Usai melaporkan kejadian itu, ada upaya untuk mendamaikan korban dengan terduga pelaku melalui kuasa hukum keduanya. Menurut Aryo, perdamaian tersebut merupakan intervensi. Pasalnya, kuasa hukum korban dan pelaku diduga berasal dari organisasi yang sama. “Menurut kami ini sesuatu yang janggal dan sangat berbau intervensi kepada korban,” ujarnya.
Di tempat terpisah, Ketua Penegak Hukum Rakyat Indonesia (PHRI) Suriansyah Halim mendesak agar proses hukum kasus ini terus berlanjut. Ia pun berharap polisi memanggil dan memeriksa kuasa hukum korban.
Halim mengatakan, mencurigai ada skenario yang dibuat untuk menghentikan proses hukum terhadap pelaku. Rangkaian itu berawal dari laporan istri VAG ke Polda Kalteng dengan dugaan perbuatan zina.
“Laporan tersebut dugaan kita menjadi alat tawar agar korban mau berdamai dan mencabut laporan,” kata Halim ditemui di kantornya.
Kuasa hukum korban, Romunus Romi tidak membantah pihaknya mengirim surat ke Polda Kalteng terkait adanya perdamaian antara pelapor dan terlapor. Namun Romi menyatakan keberatan media mengulas langkah-langkah yang ia lakukan.
“Dan etikanya, saya mengetahui kapan saatnya media mengulas kasus saya. Kalau mereka meminta anda menganalisa surat, silahkan saja. Tapi, dari pihak saya, prosedur penyelesaian masalah yang saya tangani tidak untuk diekspos ke publik,” kata Romi melalui pesan WhatsApp, Sabtu (28/1/2023).
Sementara itu, kuasa hukum VAG, Fidelis Harefa mengatakan, pihaknya hanya memfasilitasi niat pelapor dan terlapor untuk berdamai. Ia tidak membantah ada perdamaian antara pihaknya dan pihak korban.
“Yang satu pelapor yang satu terlapor, mereka mau berdamai kita hanya memfasilitasi saja. Nah sekarang seluruhnya kembali kepada penyidik,” ucap Fidelis ditemui di Pengadilan Negeri Palangka Raya, Selasa (31/1/2023).
Simak juga video pilihan berikut:
Kasus Berlanjut
Dirkrimum Polda Kalteng Kombes Pol Faisal F Napitupulu melalui Kasubdit Renakta Kompol Guntur membenarkan pihaknya yang menangani kasus tersebut. Penyidikan dugaan kekerasan seksual tersebut terus berlanjut.
“Intinya kasus sedang berproses, tidak ada penghentian,” kata Kompol Guntur menegaskan.
Terkait adanya surat perihal perdamaian antara terduga korban dan terlapor pelaku kekerasan seksual, polisi menyatakan tidak dapat memproses. Pasanya, pengirim surat yaitu Romunus Romi tidak memenuhi panggilan penyidik.

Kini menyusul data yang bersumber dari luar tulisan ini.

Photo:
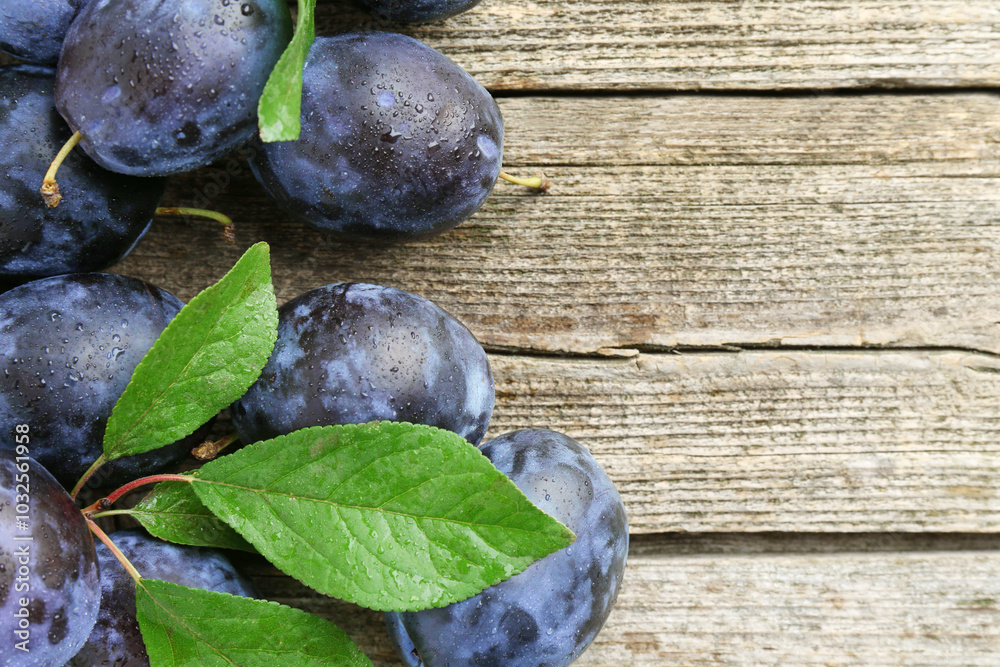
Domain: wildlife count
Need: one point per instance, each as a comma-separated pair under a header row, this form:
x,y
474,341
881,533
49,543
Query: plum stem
x,y
101,460
50,189
100,515
228,228
106,502
210,449
538,182
102,536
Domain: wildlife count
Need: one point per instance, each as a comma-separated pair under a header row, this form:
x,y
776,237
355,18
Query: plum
x,y
350,353
33,30
549,614
68,346
158,88
103,215
50,589
398,142
417,11
115,639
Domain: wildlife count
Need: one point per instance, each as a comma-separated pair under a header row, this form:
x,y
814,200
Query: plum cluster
x,y
69,345
397,143
115,638
352,353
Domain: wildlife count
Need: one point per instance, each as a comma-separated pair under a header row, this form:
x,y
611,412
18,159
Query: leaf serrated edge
x,y
565,532
259,601
258,249
283,90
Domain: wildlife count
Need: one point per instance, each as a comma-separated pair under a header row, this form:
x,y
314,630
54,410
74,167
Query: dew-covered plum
x,y
102,215
115,639
350,353
163,87
33,30
549,614
50,588
397,143
68,346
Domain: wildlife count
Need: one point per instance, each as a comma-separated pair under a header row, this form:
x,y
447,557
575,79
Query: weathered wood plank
x,y
777,441
839,609
710,221
708,45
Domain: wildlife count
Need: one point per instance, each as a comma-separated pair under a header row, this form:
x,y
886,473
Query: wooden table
x,y
764,290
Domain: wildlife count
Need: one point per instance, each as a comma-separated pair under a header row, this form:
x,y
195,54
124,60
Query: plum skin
x,y
116,639
33,30
398,142
102,215
417,11
351,353
549,614
68,346
64,584
158,88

Sementara itu, lambatnya proses penyidikan kasus disebabkan tidak hadirnya korban saat dipanggil. Hal ini diduga bagian dari skenario untuk menghambat proses penegakan hukum.
Advertisement
Sanksi tegas
Dalam kasus ini, LBH Palangka Raya juga mengkritisi sikap Universitas Palangka Raya. Karena hingga kini tidak ada yang tahu apakah VAG telah diberi sangsi atau belum berkaitan dengan kasus tersebut.
“Kita juga tidak mengetahui tindakan tegas dari Universitas Palangka Raya terhadap kasus ini,” tegas Aryo.

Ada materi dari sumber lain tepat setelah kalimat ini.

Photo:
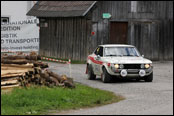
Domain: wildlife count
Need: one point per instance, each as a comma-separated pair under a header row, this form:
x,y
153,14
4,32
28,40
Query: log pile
x,y
19,70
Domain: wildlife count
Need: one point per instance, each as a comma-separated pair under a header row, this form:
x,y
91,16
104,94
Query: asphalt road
x,y
142,98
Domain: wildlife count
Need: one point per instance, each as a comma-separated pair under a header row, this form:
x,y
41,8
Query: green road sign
x,y
106,15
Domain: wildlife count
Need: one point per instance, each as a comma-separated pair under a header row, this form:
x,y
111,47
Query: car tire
x,y
91,75
149,78
106,78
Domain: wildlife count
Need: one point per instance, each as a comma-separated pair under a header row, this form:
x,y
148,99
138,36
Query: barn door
x,y
118,33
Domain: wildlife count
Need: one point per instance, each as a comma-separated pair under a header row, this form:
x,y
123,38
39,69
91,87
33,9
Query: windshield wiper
x,y
114,55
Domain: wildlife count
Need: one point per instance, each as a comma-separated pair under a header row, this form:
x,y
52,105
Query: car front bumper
x,y
130,72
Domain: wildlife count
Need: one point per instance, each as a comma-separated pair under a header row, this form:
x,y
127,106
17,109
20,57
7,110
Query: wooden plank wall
x,y
150,29
66,38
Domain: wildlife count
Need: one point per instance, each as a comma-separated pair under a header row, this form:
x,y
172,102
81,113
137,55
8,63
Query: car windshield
x,y
121,51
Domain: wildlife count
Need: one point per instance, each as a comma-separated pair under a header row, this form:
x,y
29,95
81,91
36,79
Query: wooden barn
x,y
73,29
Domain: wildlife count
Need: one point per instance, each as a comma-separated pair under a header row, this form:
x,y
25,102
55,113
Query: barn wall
x,y
66,38
150,28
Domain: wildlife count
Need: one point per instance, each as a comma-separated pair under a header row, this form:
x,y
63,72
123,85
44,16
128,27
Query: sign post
x,y
106,15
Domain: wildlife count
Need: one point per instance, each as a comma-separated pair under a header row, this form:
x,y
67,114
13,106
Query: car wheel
x,y
149,78
91,75
106,78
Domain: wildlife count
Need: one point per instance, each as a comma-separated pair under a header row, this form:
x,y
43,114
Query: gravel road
x,y
142,98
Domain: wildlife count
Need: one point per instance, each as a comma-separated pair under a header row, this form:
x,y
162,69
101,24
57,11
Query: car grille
x,y
132,66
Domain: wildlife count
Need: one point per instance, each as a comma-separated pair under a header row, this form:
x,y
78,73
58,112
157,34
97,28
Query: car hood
x,y
126,60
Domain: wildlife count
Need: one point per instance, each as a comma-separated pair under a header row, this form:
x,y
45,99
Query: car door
x,y
98,60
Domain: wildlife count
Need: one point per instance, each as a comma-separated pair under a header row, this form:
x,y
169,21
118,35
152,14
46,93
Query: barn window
x,y
4,20
133,6
145,6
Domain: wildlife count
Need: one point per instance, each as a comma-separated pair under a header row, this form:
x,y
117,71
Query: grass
x,y
40,100
72,61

Ia menjelaskan, sebagaimana amanat Permendikbudristek 30 Tahun 2021 tentang Pencegahan dan Penangganan Kekerasaan Seksual di Lingkungan Perguruan Tinggi, UPR mempunyai tanggung jawab besar atas terjadinya kasus kekerasan seksual di lingkunganya.

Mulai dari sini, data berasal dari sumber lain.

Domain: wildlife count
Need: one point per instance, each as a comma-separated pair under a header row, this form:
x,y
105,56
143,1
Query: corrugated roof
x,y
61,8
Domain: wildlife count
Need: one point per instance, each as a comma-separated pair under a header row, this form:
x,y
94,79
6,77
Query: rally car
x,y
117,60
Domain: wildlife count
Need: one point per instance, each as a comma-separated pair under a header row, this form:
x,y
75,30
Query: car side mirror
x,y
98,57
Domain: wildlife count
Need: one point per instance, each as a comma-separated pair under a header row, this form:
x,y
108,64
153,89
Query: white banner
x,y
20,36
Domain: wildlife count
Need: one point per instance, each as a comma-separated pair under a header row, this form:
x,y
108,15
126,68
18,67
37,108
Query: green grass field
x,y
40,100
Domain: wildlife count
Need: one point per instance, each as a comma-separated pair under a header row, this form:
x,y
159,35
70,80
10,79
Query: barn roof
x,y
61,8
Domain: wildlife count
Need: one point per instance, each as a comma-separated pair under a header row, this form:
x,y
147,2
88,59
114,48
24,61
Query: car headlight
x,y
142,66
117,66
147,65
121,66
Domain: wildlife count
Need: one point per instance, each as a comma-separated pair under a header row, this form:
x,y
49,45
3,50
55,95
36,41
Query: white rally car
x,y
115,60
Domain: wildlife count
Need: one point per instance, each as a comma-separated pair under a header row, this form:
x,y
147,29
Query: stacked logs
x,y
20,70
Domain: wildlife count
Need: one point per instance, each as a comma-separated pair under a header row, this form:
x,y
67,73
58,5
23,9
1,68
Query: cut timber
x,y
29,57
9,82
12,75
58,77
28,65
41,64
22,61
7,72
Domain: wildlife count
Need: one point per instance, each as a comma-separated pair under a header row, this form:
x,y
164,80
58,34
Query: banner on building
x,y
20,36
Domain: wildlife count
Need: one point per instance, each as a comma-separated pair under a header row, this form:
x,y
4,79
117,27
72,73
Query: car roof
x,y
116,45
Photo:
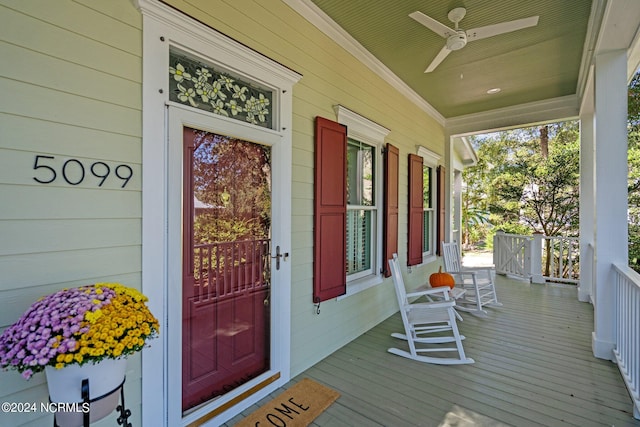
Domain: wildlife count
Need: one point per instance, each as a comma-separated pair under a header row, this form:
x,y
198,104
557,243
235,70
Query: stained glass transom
x,y
201,86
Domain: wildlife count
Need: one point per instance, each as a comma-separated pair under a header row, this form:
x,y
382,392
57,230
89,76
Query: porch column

“Tanggung jawab universitas ialah memberikan perlidungan dan pemulihan bagi korban dan menindak tegas pelaku. Tindak adanya informasi lanjutan dari kasus ini menjadi keyakinan kami bahwa kasus ini sengaja ditutup-tutupi oleh pihak Universitas Palangka Raya,” tutur Aryo.
Sementara itu, Rektor Universitas Palangka Raya Prof. Dr. Ir. Salampak, M.S belum berhasil dikonfirmasi. Pesan WhatsApp yang beberapa waktu sebelumnya disampaikan juga belum dibalas.